Yörünge araçları Dünyaya yeni bilgi akışı sağladıkça, Mars gezegenine ilişkin tablo giderek daha heyecan verici ve anlaşılması zor bir hal aldı. Mars uzmanı Hugh Kieffer, gezegene ilişkin bilgimizin maksimum düzeyde karmaşıklaştığını ve Marsa ilişkin çelişkili görüntülerin, gezegene ilişkin verileri bir netleştirip bir bulanıklaştırdığını söylüyor.
NASA'ya bağlı Ames Araştırma Merkezi'nde gezegenler üzerine çalışan jeolog Nathalie Cabrol, “Mars mitolojide savaş tanrısı olarak bilindiği halde, gezegen daha çok bir primadonnayı andırıyor” diyor ve şunu ekliyor: “tam, bir sırrını çözdüğünüzü sanırken, Mars her defasında birçok başka sürprizle yeniden bir gizem perdesine bürünüyor.” Bu gizem perdesinin, her geçen gün bilim lehine biraz daha aralanacağı muhakkak. Ama perdenin altında neler yattığı şimdilik büyük ölçüde meçhul görünüyor. Gezegen bütün bu araştırmalar sonunda da böylesine gizemli olmayı sürdürebilecek mi; hep birlikte göreceğiz.
GEZEGEN HAKKINDA BAZI TEMEL BİLGİLER
Mars, ya da eskilerin ifadesiyle Merih, Güneş Sistemi'nin dördüncü gezegenidir.
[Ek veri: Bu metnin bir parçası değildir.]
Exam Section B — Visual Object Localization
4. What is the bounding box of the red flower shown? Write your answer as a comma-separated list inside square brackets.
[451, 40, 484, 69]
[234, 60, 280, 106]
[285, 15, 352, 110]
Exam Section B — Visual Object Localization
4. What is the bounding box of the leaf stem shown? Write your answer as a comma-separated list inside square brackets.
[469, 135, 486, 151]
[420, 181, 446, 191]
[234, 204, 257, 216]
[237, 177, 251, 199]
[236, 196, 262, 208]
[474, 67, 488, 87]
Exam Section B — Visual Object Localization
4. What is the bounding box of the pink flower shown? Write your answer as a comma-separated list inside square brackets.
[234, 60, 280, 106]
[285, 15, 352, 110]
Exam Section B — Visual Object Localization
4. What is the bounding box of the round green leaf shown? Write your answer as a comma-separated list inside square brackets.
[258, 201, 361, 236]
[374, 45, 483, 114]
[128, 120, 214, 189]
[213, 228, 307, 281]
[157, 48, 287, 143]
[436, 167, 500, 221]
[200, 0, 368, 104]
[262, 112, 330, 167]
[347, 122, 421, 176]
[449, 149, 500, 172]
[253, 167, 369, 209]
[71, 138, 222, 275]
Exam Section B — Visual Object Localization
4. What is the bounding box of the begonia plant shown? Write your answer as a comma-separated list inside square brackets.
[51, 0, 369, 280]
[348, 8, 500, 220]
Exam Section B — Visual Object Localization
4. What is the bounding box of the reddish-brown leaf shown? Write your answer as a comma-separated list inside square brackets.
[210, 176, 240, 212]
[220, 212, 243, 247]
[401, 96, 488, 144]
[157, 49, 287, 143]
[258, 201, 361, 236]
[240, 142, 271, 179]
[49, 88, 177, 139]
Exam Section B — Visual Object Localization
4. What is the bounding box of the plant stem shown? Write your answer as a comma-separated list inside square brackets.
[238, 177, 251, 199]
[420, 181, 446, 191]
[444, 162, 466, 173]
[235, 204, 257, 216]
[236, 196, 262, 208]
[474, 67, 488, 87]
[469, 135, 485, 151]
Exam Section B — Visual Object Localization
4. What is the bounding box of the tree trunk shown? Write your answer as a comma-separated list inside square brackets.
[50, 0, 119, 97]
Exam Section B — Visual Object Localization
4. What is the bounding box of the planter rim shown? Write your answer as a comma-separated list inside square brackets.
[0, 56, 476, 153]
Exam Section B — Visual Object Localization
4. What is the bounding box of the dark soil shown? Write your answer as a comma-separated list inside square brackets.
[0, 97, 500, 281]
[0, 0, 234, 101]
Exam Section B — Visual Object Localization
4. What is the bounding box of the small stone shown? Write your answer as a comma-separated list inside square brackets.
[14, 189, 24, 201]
Adını Romalıların savaş tanrısı Mars’tan alan gezegenin Güneşten uzaklığı yaklaşık 227. 936. 640 kilometre, yüzölçümü ise yaklaşık 114.000.000 kilometrekaredir. Bu rakam Dünyadaki kara parçalarının toplam yüzölçümüne yakındır. Güneş sisteminde, yoğunluğu en düşük gezegen olan Mars, bu özelliği nedeniyle Merkür gezegeninden yaklaşık iki kat büyük olmasına rağmen, onunkinden çok daha az bir çekim gücüne sahiptir.
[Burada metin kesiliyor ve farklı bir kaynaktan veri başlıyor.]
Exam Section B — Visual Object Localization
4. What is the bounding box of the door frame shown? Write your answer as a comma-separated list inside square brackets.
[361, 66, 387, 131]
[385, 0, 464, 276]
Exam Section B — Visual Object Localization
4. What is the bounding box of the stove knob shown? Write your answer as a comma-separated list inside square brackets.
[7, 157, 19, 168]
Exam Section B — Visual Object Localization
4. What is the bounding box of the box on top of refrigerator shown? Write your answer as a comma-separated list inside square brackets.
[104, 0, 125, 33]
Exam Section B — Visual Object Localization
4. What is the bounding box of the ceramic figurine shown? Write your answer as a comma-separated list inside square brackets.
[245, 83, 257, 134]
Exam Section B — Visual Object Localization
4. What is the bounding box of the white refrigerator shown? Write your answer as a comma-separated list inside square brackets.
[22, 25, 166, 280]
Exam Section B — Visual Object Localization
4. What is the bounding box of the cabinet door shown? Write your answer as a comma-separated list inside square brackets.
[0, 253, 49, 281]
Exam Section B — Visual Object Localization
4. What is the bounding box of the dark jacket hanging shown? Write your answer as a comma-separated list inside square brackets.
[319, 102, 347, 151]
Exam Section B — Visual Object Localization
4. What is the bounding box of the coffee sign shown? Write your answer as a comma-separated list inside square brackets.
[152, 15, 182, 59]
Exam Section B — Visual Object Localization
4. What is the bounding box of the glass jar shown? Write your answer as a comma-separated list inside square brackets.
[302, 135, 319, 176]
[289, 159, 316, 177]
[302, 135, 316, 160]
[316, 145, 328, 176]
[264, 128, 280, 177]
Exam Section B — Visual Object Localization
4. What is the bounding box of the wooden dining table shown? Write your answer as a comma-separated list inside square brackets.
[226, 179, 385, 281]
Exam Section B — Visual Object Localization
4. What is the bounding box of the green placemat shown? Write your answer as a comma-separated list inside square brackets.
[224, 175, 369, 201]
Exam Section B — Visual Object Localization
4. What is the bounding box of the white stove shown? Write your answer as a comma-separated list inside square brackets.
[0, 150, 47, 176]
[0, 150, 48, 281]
Gezegenin, 1877 yılında Amerikalı gökbilimci Asaph Hall tarafından keşfedilen Phobos ve Daimos adlı iki küçük ve şekilsiz doğal uydusu bulunmaktadır. Bunların gezegenin çekim gücüne kapılarak yörüngeye oturan göktaşları (asteroid) oldukları sanılmaktadır. Her iki uydunun da yalnızca bir yüzleri gezegene dönüktür. Phobos, Marsın çevresinde, gezegenin kendi ekseni etrafında döndüğünden daha hızlı biçimde döndüğü için yörüngesi giderek küçülmektedir ve bu yüzden uzak bir gelecekte gezegene çarparak parçalanacağı tahmin edilmektedir. Deimos’un yörüngesi ise, daha uzakta olduğu için giderek büyümektedir.
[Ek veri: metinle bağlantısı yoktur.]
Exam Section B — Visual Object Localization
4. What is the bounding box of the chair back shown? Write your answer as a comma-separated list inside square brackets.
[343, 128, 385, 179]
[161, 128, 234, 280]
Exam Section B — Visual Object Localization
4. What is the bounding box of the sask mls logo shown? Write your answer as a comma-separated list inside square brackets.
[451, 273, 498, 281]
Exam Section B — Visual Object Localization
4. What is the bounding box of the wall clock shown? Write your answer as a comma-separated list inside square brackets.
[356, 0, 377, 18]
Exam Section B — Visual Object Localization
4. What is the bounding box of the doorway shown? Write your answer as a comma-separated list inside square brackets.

Mars, birçok özellikleri itibariyle Dünyaya en çok benzeyen gezegen olduğu için, bilim kurgu ve fantastik romanlar için daima parlak bir hayal imgesi olmuştur. Örneğin gezegen Güneş etrafındaki dönüşünü 687 günde tamamlar. Bu da yaklaşık iki Dünya yılına tekabül eder. Gezegenin hızı, saatte ortalama 24.130 kilometredir ve kendi ekseni etrafındaki dönüşünü yaklaşık 24,6 saatte tamamlar. Böylece Mars günü, Dünya gününden sadece 40 dakika uzundur. Dünya’nın atmosferi %78 azot, %20,6 oksijenden oluşmasına karşılık, Mars’ınki ise %95 karbondioksit, %2,7 azot, %1,6 argon, %0,13 oksijen ve eser miktarda su buharı içerir. Bu rakamlar her ne kadar Dünyanınkinden hayli farklıymış gibi görünse de, bazı bilim adamları, gezegenin yüzeyine yeterli miktarda ağaç ekildiği takdirde, bu ağaçlardan gezegenin atmosferine salınacak olan oksijenin, gezegenin havasını birhayli değiştireceğini ve kimi canlı formları için elverişli hale getireceğini savunmaktalar.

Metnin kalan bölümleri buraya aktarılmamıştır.